Carbohydrates are a source of cheap energy, but the ability of aquatic organisms, including shrimp to utilize limited. This is due to lack of ability to digest and regulate plasma glucose concentrations. The low digestibility of carbohydrates associated with the availability of the enzyme α-amylase, whereas low concentrations of plasma glucose regulation allegedly caused by a deficiency of the hormone insulin. The results showed that the digestibility of carbohydrates by white shrimp juvenile increases with increasing feeding frequency. Despite this feeding frequency four and six times a day gives the same response. This is in line with research that the continuous feeding may increase the use of carbohydrates and increase fat reserves through increased lipogenesis process. In addition to the feeding frequency more frequently, the possibility of higher feed can be consumed, so the rest of which will feed into the cultivation medium, which in turn will affect the water quality can be elimination. It is seen from ammonia –N excretion were lower in the feeding frequency four times in this study.
The ability to use carbohydrates as an energy source varies between fish, shrimp, and terrestial animals. The use of carbohydrate by fish and shrimp are less efficient than terrestial animals . The use of hot water in the manufacture of pellets was also influential, as it is known that carbohydrates are gelatinized, which increases the digestibility of shrimp [14-16]. The results showed that an increase in starch gelatinization for commercial feed manufacturing is expected to have a positive effect on digestibility . Carbohydrates and lipids are important nutritional components in food shrimp . From a practical standpoint, it is worth understanding how carbohydrates are used to provide information in design a better feed for the different growth phases of the shrimp.

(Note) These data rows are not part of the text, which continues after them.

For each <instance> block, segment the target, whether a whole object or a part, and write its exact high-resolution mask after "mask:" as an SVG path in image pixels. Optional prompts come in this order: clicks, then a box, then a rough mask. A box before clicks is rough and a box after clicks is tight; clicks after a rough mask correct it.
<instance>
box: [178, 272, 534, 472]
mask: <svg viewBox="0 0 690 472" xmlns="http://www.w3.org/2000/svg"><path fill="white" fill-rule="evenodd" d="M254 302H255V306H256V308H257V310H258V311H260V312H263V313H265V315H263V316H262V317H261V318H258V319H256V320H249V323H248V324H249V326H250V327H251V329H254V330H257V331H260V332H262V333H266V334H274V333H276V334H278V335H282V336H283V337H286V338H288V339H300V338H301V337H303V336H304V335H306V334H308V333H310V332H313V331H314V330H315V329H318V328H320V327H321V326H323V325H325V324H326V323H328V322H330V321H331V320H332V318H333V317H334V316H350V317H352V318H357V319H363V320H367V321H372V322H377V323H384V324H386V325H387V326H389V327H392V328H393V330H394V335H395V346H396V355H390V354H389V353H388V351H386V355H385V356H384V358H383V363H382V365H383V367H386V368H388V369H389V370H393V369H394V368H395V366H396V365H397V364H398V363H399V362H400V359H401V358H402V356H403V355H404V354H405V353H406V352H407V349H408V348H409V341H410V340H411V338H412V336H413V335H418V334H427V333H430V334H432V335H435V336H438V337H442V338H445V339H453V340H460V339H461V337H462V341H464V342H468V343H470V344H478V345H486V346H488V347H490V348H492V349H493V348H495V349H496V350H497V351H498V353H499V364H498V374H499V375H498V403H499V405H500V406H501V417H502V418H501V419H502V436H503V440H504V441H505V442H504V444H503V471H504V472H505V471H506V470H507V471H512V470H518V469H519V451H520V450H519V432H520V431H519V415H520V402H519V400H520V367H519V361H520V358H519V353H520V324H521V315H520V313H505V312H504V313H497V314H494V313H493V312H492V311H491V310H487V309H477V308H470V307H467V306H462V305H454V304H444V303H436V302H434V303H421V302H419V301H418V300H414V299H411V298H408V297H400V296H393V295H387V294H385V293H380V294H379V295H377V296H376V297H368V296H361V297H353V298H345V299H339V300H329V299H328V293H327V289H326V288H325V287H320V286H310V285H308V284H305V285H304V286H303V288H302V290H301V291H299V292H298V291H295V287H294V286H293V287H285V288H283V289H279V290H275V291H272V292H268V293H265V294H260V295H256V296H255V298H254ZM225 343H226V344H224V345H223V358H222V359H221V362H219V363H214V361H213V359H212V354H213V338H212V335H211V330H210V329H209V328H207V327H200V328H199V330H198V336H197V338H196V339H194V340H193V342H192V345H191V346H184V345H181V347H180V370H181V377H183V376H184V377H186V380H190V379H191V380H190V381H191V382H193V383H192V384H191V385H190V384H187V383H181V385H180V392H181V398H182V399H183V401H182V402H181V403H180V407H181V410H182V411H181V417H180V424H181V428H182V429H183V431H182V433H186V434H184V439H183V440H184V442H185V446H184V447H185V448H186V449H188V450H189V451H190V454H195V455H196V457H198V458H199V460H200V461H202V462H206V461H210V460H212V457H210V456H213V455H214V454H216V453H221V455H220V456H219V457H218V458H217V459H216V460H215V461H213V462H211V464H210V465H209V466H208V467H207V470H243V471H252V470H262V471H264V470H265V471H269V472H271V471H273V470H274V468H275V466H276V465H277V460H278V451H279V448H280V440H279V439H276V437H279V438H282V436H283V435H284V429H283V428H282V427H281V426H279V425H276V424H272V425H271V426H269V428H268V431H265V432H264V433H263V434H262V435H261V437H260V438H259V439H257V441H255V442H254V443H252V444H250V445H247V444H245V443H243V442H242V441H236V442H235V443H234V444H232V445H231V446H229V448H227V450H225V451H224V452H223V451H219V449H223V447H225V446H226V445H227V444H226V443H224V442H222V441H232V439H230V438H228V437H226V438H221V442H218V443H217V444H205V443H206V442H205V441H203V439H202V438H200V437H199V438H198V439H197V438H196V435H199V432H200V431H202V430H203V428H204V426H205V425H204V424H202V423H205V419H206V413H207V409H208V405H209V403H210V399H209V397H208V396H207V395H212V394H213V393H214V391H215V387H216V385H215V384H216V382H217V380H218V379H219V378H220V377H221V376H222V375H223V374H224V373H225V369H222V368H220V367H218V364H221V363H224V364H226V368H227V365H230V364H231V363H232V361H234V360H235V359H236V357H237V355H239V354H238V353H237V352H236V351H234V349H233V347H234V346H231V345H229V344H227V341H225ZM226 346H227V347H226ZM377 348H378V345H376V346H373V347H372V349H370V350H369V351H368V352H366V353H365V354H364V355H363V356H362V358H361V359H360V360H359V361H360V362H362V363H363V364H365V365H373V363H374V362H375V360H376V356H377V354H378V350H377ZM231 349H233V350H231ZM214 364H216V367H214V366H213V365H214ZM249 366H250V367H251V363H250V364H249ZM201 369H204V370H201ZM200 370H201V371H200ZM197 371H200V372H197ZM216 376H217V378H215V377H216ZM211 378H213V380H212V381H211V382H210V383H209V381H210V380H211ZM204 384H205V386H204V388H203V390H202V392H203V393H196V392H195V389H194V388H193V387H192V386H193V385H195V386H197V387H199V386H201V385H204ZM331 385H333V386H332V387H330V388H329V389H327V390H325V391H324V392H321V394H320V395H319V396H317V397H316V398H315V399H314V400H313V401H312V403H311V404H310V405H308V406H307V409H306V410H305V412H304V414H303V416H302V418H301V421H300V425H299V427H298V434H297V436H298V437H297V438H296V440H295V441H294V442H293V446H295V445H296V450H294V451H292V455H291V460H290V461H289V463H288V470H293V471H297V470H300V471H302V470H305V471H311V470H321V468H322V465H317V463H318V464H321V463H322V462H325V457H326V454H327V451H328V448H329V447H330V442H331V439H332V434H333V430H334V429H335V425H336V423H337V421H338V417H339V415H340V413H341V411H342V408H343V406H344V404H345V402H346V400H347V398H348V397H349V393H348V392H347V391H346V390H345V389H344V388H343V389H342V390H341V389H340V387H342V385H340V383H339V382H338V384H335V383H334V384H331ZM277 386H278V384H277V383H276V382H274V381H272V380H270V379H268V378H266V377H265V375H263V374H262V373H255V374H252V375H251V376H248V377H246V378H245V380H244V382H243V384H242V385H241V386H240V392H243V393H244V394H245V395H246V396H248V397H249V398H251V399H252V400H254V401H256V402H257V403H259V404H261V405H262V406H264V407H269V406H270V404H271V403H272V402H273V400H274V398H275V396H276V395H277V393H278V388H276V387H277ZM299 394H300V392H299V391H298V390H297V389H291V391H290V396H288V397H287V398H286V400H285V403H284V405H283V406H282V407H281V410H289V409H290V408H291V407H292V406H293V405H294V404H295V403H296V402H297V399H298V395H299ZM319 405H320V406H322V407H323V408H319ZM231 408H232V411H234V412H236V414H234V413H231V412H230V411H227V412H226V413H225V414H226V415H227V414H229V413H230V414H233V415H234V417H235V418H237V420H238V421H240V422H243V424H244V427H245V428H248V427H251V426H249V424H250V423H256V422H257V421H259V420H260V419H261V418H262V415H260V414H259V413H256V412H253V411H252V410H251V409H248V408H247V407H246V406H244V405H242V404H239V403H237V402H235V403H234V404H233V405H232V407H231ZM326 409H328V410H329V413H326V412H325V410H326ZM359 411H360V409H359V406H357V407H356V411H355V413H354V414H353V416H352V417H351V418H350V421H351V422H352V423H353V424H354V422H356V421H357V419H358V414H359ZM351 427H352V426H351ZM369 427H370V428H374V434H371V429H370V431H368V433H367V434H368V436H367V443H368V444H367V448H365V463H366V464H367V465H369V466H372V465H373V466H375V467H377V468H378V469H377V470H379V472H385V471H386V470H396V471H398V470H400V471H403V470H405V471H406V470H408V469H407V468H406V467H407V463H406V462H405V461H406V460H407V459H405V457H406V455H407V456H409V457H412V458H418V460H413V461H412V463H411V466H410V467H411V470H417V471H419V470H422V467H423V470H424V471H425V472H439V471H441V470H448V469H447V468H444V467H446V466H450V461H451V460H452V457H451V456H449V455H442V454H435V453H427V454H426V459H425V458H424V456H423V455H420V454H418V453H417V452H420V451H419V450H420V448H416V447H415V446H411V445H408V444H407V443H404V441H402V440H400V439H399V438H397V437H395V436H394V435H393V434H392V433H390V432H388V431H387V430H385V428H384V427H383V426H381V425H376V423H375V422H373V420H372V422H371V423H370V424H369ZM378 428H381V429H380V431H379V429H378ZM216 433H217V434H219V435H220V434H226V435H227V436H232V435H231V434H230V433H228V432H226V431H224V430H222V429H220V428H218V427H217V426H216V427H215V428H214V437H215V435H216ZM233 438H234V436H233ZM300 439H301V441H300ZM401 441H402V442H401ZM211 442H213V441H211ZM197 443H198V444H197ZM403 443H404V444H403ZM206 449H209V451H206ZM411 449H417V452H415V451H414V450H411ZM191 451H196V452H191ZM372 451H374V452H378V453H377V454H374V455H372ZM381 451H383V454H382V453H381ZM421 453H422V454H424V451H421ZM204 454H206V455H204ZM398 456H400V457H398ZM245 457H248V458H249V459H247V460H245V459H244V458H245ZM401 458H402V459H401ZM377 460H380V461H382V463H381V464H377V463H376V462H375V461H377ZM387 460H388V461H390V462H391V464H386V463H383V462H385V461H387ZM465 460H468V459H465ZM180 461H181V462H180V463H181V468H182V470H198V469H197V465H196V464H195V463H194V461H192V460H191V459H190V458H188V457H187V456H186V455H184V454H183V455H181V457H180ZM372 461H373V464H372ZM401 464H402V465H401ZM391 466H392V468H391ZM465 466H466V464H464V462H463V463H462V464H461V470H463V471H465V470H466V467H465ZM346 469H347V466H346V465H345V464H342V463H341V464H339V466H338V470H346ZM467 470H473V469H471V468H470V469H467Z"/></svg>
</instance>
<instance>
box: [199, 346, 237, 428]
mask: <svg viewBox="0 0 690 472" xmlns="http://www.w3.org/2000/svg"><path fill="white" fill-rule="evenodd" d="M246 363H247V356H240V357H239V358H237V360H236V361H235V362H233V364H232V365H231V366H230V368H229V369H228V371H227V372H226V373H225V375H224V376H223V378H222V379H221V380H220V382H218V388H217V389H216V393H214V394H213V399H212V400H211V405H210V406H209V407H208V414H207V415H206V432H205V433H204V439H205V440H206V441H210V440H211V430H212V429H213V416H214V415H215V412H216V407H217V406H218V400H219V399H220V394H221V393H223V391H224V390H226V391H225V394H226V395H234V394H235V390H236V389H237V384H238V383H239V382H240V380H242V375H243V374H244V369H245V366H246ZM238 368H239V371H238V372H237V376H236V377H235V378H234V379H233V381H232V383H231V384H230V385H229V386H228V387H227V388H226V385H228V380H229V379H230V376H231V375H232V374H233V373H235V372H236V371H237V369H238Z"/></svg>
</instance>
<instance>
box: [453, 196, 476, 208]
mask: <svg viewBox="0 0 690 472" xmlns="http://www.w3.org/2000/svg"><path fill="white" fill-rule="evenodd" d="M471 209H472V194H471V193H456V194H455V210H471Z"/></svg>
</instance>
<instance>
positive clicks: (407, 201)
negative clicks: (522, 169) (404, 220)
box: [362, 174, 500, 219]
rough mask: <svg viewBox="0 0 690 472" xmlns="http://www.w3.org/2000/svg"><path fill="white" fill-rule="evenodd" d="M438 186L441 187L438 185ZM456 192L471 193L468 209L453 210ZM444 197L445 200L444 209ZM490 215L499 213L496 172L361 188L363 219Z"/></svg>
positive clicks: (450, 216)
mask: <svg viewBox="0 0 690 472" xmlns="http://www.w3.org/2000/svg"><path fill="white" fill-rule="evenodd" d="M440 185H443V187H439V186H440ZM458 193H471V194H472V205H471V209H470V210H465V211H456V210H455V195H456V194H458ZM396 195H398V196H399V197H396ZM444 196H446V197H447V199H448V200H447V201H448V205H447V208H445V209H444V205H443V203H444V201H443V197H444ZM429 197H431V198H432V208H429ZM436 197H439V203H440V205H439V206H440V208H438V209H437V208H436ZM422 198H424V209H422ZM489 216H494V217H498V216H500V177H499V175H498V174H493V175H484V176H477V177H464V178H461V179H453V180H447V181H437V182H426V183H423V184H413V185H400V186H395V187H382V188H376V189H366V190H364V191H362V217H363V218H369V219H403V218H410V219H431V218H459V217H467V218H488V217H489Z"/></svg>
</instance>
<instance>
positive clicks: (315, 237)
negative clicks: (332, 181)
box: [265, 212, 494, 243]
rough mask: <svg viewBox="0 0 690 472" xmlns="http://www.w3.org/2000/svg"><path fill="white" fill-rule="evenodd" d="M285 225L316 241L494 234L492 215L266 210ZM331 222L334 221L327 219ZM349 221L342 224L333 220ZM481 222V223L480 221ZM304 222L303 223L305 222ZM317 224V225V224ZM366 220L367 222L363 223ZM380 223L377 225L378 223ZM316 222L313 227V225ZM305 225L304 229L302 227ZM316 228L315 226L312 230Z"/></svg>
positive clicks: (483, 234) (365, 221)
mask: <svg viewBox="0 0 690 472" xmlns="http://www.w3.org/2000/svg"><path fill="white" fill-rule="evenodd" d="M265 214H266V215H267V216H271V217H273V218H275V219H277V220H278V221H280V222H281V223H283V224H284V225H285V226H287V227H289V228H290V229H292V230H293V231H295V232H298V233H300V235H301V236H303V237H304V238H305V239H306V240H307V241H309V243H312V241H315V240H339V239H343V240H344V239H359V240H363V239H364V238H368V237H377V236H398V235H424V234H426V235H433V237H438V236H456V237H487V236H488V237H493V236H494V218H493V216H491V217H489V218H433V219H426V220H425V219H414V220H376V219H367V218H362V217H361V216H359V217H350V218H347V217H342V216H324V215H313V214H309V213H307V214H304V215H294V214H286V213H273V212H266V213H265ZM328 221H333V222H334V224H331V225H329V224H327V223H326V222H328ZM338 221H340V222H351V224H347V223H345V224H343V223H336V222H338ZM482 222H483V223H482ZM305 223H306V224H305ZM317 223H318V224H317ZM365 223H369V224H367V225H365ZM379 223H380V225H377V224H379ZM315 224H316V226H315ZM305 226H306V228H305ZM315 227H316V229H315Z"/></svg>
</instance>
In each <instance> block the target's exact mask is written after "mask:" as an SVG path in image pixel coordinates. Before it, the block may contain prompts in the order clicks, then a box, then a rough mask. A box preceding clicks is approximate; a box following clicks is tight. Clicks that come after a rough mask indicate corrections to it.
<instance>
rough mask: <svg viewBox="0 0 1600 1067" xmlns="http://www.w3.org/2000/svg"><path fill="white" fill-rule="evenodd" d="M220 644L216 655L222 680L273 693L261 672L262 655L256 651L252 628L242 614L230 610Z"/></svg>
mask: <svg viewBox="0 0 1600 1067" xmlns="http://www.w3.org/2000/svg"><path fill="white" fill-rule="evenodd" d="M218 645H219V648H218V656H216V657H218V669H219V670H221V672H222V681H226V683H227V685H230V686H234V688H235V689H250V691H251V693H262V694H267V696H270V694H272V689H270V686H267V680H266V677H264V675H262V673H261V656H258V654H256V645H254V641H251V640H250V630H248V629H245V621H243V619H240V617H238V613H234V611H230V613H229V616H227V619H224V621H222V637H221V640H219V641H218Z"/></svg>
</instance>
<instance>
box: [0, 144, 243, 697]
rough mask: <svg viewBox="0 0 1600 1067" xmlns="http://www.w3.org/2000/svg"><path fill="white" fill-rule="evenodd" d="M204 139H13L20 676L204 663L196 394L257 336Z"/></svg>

The results of the study  showed that salinity variations do not affect the digestibility of carbohydrates and lipids by white shrimp juvenile on the container control. The quantity and quality of waste excreted by shrimp depends on consumption, digestion, and metabolism of the compound feed [18,19] reported that the highest energy of feed consumed by white shrimp juvenile Litopenaeus vannamei was obtained when the salinity of the water is maintained at 26 ppt. White shrimp reared in low salinity shown to promote the growth and survival by adjusting the level of nutrients in the feed [20,21]. When the shrimp are exposed to low salinity, shrimp should resist the loss of Na + and Cl- by the active uptake of Na + from the water in exchange for H+, which occurs in the apical membrane of the cell osmoregulatory to increase capacity osmoregulatory [22-24].
During the ongoing research of water quality parameter values remain at the limit eligibility for the growth and survival of white shrimp juvenile especially salinity was maintained in the range of 20 ppt. The values of physical parameters of the water quality is within acceptable limits for maintenance indoor shrimp production .
Based on the research that has been done can be concluded that the best level of carbohydrate feed was 38% with a feeding frequency four times a day. Level of 38% carbohydrate feed produces the highest specific growth rate and high carbohydrate digestibility.